Dove si svolge Rave on Snow?
A Saalbach-Hinterglemm, nel Salisburghese, in Austria. Non c'è un'area festival recintata — i floor sono distribuiti tra rifugi, sale e bar già esistenti nel paese, a valle ci si sposta a piedi da una location all'altra, i floor in montagna si raggiungono con la funivia.
Quando si svolge Rave on Snow?
A dicembre, di solito all'inizio della stagione. Le date esatte vengono comunicate ogni anno dall'organizzatore — non fidarti delle indicazioni negli articoli di panoramica, controlla sul sito ufficiale.
Che musica si ascolta al Rave on Snow?
Prevalentemente techno e house, su più floor in contemporanea e con un line-up internazionale. Con lo Schlager da après-ski il festival non ha nulla a che fare, anche se si svolge negli stessi rifugi.
Lo skipass è incluso nel biglietto del festival?
No. Biglietto, alloggio e skipass vanno prenotati separatamente. L'alloggio è disponibile anche come pacchetto presso l'organizzatore, a cui si aggiungono le salite ai floor in montagna. Skipass e alloggio insieme costano di solito più del biglietto stesso.
Vale la pena andare a Rave on Snow se non scio?
In parte. Paghi comunque alloggio e viaggio in una località sciistica, ma sfrutti solo mezza giornata. Chi viene solo per la musica trova, con la stessa cifra, un line-up paragonabile in qualsiasi grande città. Il fascino sta nella combinazione delle due cose.
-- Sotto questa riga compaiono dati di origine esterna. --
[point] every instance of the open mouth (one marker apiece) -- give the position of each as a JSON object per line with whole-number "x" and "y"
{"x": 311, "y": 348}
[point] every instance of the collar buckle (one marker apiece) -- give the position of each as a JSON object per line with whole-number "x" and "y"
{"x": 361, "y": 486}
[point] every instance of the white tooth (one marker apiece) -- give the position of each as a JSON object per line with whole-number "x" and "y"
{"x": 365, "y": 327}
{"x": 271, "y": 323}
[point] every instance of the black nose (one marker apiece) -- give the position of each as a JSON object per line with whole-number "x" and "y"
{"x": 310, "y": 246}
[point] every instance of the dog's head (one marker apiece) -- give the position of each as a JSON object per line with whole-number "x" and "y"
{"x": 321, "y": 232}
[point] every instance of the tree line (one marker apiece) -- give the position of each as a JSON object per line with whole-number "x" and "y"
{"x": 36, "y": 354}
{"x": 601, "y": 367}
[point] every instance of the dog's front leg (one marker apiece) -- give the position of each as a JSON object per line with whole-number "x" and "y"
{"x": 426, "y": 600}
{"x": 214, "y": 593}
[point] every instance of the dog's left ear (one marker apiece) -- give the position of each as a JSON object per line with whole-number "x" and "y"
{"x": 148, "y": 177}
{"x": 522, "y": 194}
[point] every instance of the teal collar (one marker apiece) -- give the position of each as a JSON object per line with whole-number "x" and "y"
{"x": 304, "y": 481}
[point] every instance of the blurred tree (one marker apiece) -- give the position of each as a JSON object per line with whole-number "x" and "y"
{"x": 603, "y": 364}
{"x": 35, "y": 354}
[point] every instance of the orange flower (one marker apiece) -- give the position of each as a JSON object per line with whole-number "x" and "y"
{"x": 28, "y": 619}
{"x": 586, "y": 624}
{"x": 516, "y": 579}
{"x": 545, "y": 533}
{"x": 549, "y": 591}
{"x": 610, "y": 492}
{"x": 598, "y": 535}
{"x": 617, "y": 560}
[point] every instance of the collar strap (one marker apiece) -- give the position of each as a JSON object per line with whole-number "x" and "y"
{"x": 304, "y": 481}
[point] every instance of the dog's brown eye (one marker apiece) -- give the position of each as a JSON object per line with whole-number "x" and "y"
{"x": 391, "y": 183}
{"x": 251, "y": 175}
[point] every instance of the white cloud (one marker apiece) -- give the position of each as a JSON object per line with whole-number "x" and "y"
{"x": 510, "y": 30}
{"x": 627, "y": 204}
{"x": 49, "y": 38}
Come si arriva senza auto?
Passando da Zell am See, da lì con l'autobus postale 680 in valle; oppure con il festival bus dall'aeroporto di Monaco. È la variante più rilassata, perché nessuno deve fare l'autista.
Fonti & aggiornamento
Ricerca aggiornata a luglio 2026. Date, prezzi e line-up cambiano ogni anno e volutamente non sono riportati in questo articolo — si trovano sul sito ufficiale dell'organizzatore. Fondazione, nomi dei fondatori, cambi di sede e numero di visitatori: Wikipedia (Rave On Snow, Partysan), partysan.net, cronaca dell'organizzatore su raveonsnow.com. Programma, location, viaggio, skipass e salite in quota: FAQ ufficiali su raveonsnow.com. Comprensorio sciistico, numero di rifugi e inizio stagione: saalbach.com; Freeride World Tour Fieberbrunn secondo tirol.at. Snowbombing: Wikipedia e snowbombing.com. Tomorrowland Winter: alpedhuez.com. Per l'inquadramento „più antico": il World Snow Festival di Grindelwald esiste già dal 1983 — si tratta però di un festival di sculture di neve, non di un festival musicale. Le valutazioni su comprensorio sciistico, paese e viaggio si basano sulla conoscenza diretta del luogo; il programma del festival è stato documentato tramite ricerca.